Saudi Arabia could learn good governance practices from other standards and frameworks to attract the investment to achieve their Vision 2030.

While there isn’t a universally accepted “gold standard” for corporate governance that applies to every organization in every country, there are certain principles and practices that are widely accepted as best practices. These principles are often encapsulated in various national and international standards and frameworks. Some of the most influential ones include:

  • OECD Principles of Corporate Governance: Developed by the Organisation for Economic Co-operation and Development, these principles are widely recognized as one of the most influential benchmarks for good corporate governance. They cover areas such as shareholder rights, the role of stakeholders, disclosure and transparency, and the responsibilities of the board.
  • UK Corporate Governance Code: The UK Corporate Governance Code is a leading model of good governance principles. It is a principles-based approach, meaning that companies can apply the principles in a manner that best fits their own circumstances. Key themes include leadership, effectiveness, accountability, remuneration, and shareholder relations.
  • Sarbanes-Oxley Act of 2002 (SOX): This U.S. law was enacted in response to high-profile corporate financial scandals and represents a significant shift in public company governance. SOX includes provisions to enhance corporate responsibility, financial disclosures, and combat corporate and accounting fraud.
  • Corporate Governance Standards by International Finance Corporation (IFC): The IFC, a member of the World Bank Group, provides a Corporate Governance Methodology that offers a comprehensive approach for evaluating the corporate governance risks and opportunities of IFC investment clients.
  • Integrated Reporting (<IR>) Framework: This framework, developed by the International Integrated Reporting Council (IIRC), advocates for a more cohesive approach to corporate reporting that demonstrates how organizations create value over time. It integrates both financial and non-financial data for a holistic view of a company’s performance.

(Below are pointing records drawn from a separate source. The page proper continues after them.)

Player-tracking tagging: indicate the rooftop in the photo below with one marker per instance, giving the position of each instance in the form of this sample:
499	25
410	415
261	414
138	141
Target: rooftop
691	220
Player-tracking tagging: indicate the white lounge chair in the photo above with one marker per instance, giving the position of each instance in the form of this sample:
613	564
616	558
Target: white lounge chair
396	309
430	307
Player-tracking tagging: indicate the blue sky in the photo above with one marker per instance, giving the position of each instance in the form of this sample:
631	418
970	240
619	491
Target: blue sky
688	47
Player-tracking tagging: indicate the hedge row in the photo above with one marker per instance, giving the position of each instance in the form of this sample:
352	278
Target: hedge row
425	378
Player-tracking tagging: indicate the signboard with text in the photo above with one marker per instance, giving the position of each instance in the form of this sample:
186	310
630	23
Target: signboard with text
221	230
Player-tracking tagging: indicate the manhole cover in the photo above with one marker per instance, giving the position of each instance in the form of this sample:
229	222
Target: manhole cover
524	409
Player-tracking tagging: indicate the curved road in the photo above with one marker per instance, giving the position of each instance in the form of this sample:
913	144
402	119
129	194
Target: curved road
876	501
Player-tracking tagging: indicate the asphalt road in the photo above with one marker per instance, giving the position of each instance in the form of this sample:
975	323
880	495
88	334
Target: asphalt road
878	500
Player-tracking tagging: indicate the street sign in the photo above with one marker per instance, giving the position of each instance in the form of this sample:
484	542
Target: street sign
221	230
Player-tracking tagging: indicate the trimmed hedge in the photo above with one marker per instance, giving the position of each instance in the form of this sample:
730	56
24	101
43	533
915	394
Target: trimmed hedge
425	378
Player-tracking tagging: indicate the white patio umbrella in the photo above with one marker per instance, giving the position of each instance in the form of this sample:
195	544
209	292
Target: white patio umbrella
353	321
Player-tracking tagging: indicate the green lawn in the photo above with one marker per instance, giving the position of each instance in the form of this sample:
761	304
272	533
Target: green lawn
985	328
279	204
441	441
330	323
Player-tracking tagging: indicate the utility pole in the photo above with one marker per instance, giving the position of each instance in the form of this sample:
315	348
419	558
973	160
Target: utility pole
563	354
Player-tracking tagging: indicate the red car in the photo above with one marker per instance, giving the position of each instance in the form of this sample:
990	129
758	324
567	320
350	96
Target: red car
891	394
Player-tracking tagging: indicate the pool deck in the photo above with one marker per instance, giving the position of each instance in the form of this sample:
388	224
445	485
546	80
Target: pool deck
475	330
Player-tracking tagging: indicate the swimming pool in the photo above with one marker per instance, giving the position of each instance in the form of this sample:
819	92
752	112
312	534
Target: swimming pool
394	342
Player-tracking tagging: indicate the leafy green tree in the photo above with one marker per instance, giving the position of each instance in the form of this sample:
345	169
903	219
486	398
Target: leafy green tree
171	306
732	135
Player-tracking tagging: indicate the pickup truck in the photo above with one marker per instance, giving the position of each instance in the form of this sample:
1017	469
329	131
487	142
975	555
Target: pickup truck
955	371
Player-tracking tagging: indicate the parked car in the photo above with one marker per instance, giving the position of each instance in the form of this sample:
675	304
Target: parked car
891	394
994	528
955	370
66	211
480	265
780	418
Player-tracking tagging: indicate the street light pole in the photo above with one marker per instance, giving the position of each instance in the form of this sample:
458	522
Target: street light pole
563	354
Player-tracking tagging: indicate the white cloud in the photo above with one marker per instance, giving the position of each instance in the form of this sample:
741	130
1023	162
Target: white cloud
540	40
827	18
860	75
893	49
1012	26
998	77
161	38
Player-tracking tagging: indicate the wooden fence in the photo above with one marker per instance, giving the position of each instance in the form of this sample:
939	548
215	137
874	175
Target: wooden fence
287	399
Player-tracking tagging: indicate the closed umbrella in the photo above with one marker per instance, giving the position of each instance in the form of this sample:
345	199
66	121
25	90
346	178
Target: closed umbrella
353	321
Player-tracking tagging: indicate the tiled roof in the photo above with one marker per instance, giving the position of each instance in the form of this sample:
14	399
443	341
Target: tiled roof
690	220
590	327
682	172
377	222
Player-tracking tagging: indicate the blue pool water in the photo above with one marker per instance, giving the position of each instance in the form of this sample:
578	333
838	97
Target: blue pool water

Remember, what constitutes best practice in corporate governance can depend on the specific legal and regulatory environment, as well as cultural and economic circumstances of a given country. The above models provide general guidelines that each country and corporation can adapt according to their unique contexts.

Conclusion

The Vision 2030 for Saudi Arabia is a major transformation programme which involves a massive amount of investment. They can only achieve their vision by having good governance practices.

CEDA has developed a governance model aimed at enhancing its work, facilitating the coordination of effort among its stakeholders and having an effective follow-up process. It has also defined roles and responsibilities on who the decision makers are to achieve their Vision 2030. The structure is very similar to what you would see as a governance structure in a well-run company so they may have learned from other governance codes.